It's arguably the second most important political event of an election year, behind the general election.

While some states hold primaries similar to a general election with ballots cast privately, Colorado has a caucus run by each party. The caucuses bring thousands of people into precinct locations across the state.

RELATED: Five things you need to know about the caucuses

Volunteers from Bernie Sanders' campaign office on Colfax Avenue were busy making last-minute calls Monday.

"We have different teams," said Dulce Saenz, Colorado director for the Sanders campaign. "Some folks are doing phone banks all day, others are out walking and knocking on last-minute doors."

It was the same kind of action at Hillary Clinton's Denver campaign headquarters.

"Some people we ask don't know about the caucus process, so they don't know that they have to go in person," said Kellie Lange, a volunteer with Clinton's campaign.

They're ready to caucus. But do you know what to do?

"It's a meeting of friends and neighbors at a location usually right in their neighborhood," Colorado Democrats Chairman Rick Palacio said.

Democrats and Republicans, who registered with their party before Jan. 4 can go online to their party’s website to find their precinct location. The caucuses start at 7 p.m.

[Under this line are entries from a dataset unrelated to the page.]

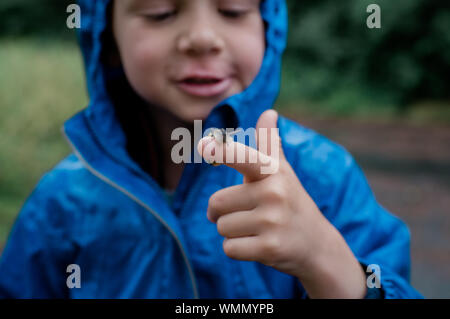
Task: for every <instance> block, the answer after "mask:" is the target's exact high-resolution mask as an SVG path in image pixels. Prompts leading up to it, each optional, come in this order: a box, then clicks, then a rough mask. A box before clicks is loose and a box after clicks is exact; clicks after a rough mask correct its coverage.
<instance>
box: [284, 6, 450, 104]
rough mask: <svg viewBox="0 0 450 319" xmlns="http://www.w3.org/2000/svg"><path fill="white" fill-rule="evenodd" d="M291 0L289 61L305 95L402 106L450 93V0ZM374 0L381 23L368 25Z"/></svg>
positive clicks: (449, 93) (318, 97) (289, 62)
mask: <svg viewBox="0 0 450 319" xmlns="http://www.w3.org/2000/svg"><path fill="white" fill-rule="evenodd" d="M288 2H289V12H290V37H289V48H288V51H287V54H286V63H287V64H288V65H289V72H290V73H292V80H294V79H296V80H297V81H296V83H293V84H291V85H295V86H296V88H297V91H295V90H292V92H296V95H297V97H298V98H301V99H305V98H306V99H313V100H328V101H329V102H330V103H332V104H336V105H334V106H335V107H338V108H339V107H345V104H348V105H353V104H355V103H356V104H358V103H360V104H373V105H385V106H386V105H394V106H396V107H399V108H400V109H402V107H405V106H407V105H410V104H411V103H412V102H414V101H417V100H430V99H439V100H448V99H449V97H450V81H449V74H450V32H449V30H450V2H449V1H444V0H396V1H391V0H377V1H375V0H345V1H339V2H336V1H333V0H320V1H318V0H301V1H298V0H290V1H288ZM371 3H376V4H378V5H379V6H380V7H381V25H382V27H381V29H369V28H367V26H366V18H367V17H368V16H369V15H370V13H367V12H366V8H367V6H368V5H369V4H371ZM342 104H344V105H342Z"/></svg>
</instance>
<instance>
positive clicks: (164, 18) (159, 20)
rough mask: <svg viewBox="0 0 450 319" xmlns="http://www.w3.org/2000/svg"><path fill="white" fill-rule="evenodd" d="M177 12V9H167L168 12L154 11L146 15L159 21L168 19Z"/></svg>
mask: <svg viewBox="0 0 450 319" xmlns="http://www.w3.org/2000/svg"><path fill="white" fill-rule="evenodd" d="M176 13H177V12H176V11H175V10H173V11H167V12H161V13H154V14H147V15H146V17H147V18H148V19H150V20H152V21H155V22H159V21H164V20H167V19H169V18H171V17H173V16H174V15H175V14H176Z"/></svg>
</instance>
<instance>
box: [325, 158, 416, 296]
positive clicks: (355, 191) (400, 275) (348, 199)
mask: <svg viewBox="0 0 450 319" xmlns="http://www.w3.org/2000/svg"><path fill="white" fill-rule="evenodd" d="M343 153H344V154H345V157H346V159H345V161H344V162H346V163H347V164H346V165H345V166H344V167H346V169H342V171H341V172H340V173H336V178H337V181H338V183H337V185H338V186H337V187H336V189H337V191H336V192H334V196H331V201H330V203H329V207H328V211H327V214H325V215H328V216H327V217H328V218H329V220H330V221H331V222H332V224H333V225H334V226H335V227H336V228H337V229H338V230H339V231H340V233H341V234H342V235H343V237H344V238H345V240H346V242H347V244H348V245H349V247H350V248H351V250H352V251H353V253H354V255H355V257H356V258H357V259H358V260H359V262H360V264H361V265H362V267H363V268H364V271H366V275H367V283H368V287H373V286H374V285H376V286H375V287H376V288H378V287H379V284H380V283H381V289H382V294H381V296H384V298H386V299H391V298H395V299H398V298H422V296H421V295H420V294H419V293H418V292H417V291H416V290H415V289H414V288H413V287H412V286H411V285H410V283H409V280H410V232H409V230H408V227H407V226H406V224H405V223H404V222H403V221H401V220H400V219H399V218H397V217H396V216H394V215H393V214H391V213H389V212H388V211H387V210H386V209H385V208H384V207H382V206H381V205H380V204H379V203H378V202H377V201H376V199H375V196H374V194H373V192H372V190H371V188H370V186H369V185H368V182H367V180H366V178H365V176H364V174H363V172H362V170H361V168H360V167H359V166H358V164H357V163H356V162H355V160H354V159H353V157H352V156H351V155H350V154H348V153H347V152H346V151H345V150H344V151H343ZM367 267H369V269H367ZM371 275H372V276H371ZM375 276H376V279H375Z"/></svg>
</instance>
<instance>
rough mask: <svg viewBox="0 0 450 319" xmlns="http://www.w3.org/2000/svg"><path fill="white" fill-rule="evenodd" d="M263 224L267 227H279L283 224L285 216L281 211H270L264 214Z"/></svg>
mask: <svg viewBox="0 0 450 319" xmlns="http://www.w3.org/2000/svg"><path fill="white" fill-rule="evenodd" d="M261 219H262V224H263V226H264V227H265V228H273V227H278V226H281V225H282V224H283V218H282V216H281V214H279V212H275V211H269V212H267V213H266V214H263V215H262V217H261Z"/></svg>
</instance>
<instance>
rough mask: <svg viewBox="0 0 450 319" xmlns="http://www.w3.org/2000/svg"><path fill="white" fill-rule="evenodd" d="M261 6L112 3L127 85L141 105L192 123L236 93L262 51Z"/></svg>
mask: <svg viewBox="0 0 450 319" xmlns="http://www.w3.org/2000/svg"><path fill="white" fill-rule="evenodd" d="M259 5H260V0H119V1H117V0H116V1H114V9H113V32H114V37H115V39H116V43H117V46H118V49H119V54H120V57H121V61H122V64H123V67H124V70H125V73H126V75H127V78H128V81H129V82H130V84H131V86H132V87H133V88H134V90H135V91H136V92H137V93H138V94H139V95H140V96H141V97H142V98H144V99H145V100H146V101H147V102H149V103H151V104H154V105H156V106H159V107H162V108H165V109H167V110H168V111H170V112H171V113H172V114H174V115H175V116H177V117H178V118H180V119H182V120H184V121H186V122H192V121H193V120H195V119H205V118H206V117H207V116H208V114H209V112H210V111H211V110H212V109H213V107H214V106H215V105H216V104H218V103H219V102H220V101H221V100H223V99H225V98H227V97H229V96H231V95H234V94H236V93H239V92H242V91H243V90H244V89H245V88H247V87H248V86H249V85H250V84H251V82H252V81H253V80H254V78H255V77H256V75H257V74H258V72H259V69H260V67H261V63H262V60H263V56H264V50H265V31H264V23H263V20H262V17H261V14H260V9H259Z"/></svg>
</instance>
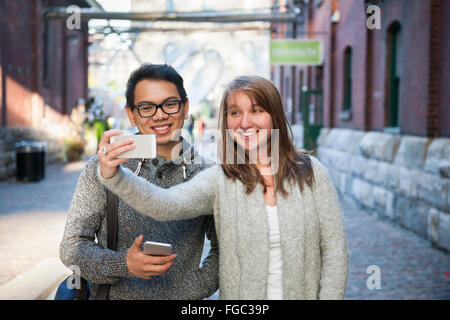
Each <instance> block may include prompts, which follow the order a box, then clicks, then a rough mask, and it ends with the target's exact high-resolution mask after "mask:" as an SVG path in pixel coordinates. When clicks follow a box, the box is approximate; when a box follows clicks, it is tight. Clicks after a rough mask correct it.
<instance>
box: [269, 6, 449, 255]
mask: <svg viewBox="0 0 450 320" xmlns="http://www.w3.org/2000/svg"><path fill="white" fill-rule="evenodd" d="M274 4H275V6H276V7H277V8H278V10H285V8H286V7H289V6H300V7H301V8H302V9H303V10H302V11H301V14H300V17H299V19H298V20H297V21H296V22H294V23H273V24H272V35H271V37H272V39H289V38H294V39H316V40H320V41H321V42H322V44H323V63H322V64H320V65H317V66H298V65H272V67H271V77H272V80H273V81H274V82H275V83H276V85H277V86H278V88H279V90H280V92H281V94H282V96H283V101H284V104H285V106H286V111H287V113H288V115H289V117H290V119H291V121H292V124H293V128H294V131H295V136H296V137H298V140H297V141H300V142H299V143H298V145H299V146H304V147H305V148H307V149H313V150H315V151H316V152H317V154H318V156H319V158H320V160H321V161H322V162H323V163H324V164H325V165H326V166H327V168H328V169H329V171H330V175H331V177H332V178H333V181H334V183H335V186H336V187H337V188H338V189H339V191H340V192H341V193H343V194H345V195H347V196H349V197H351V198H353V199H354V200H356V201H357V202H358V204H360V205H361V206H362V207H364V208H367V209H369V210H371V211H373V212H375V213H376V214H377V215H378V216H379V217H381V218H386V219H390V220H392V221H394V222H396V223H398V224H400V225H402V226H404V227H406V228H408V229H410V230H412V231H414V232H416V233H417V234H419V235H421V236H422V237H423V238H425V239H427V240H429V241H430V242H431V243H432V244H434V245H438V246H440V247H442V248H447V250H448V249H449V248H450V188H449V178H450V139H449V136H450V108H449V101H450V90H449V88H450V23H449V22H448V21H449V19H450V2H449V1H440V0H430V1H407V0H402V1H401V0H384V1H368V0H354V1H346V0H340V1H339V0H329V1H327V0H309V1H289V0H279V1H275V2H274ZM374 5H375V6H376V7H375V9H377V10H378V9H379V12H378V13H379V16H377V17H376V16H374V15H376V13H375V12H373V11H372V10H371V8H369V6H374ZM372 8H373V7H372ZM368 9H369V10H368ZM371 17H372V18H371ZM373 18H379V22H380V26H379V29H376V28H369V27H368V25H369V26H371V22H373V20H372V19H373ZM369 19H370V21H368V20H369ZM305 115H306V116H305Z"/></svg>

RELATED: Democrat caucus locations

RELATED: Republican caucus locations

And one of the most important things participants will do is vote on which of their neighbors will become delegates. Those delegates will then cast their vote for leaders at every level -- from U.S. Senate to president -- at the county convention.

The big difference between parties this year is that Democrats will have a presidential preference poll.

"We'll have a count of people that actually showed up," Palacio said. "And who showed up for Hillary, who showed up for Bernie."

Republicans will not have the presidential preference poll.

"Once you take a poll and you make it worth an actual delegate, so you're going to bind delegates, it's now an election," Colorado Republicans Chairman Steve House said. "The parties are not equipped to run an election. We're equipped to run a poll so we've got great concerns about loopholes, potential fraud."

But with five candidates still in the running, the Republican race is still expected to dominate the caucus conversation.

"This is probably the most interesting presidential election of my lifetime, let alone most people that go to caucus," House said. "They will actually ask people that are running for delegates, 'Who do you support?' And some of their votes may be based on what those answers are."

Caucuses are expected to last about two hours. While they start at 7 p.m. at each precinct location, participants are asked to arrive early.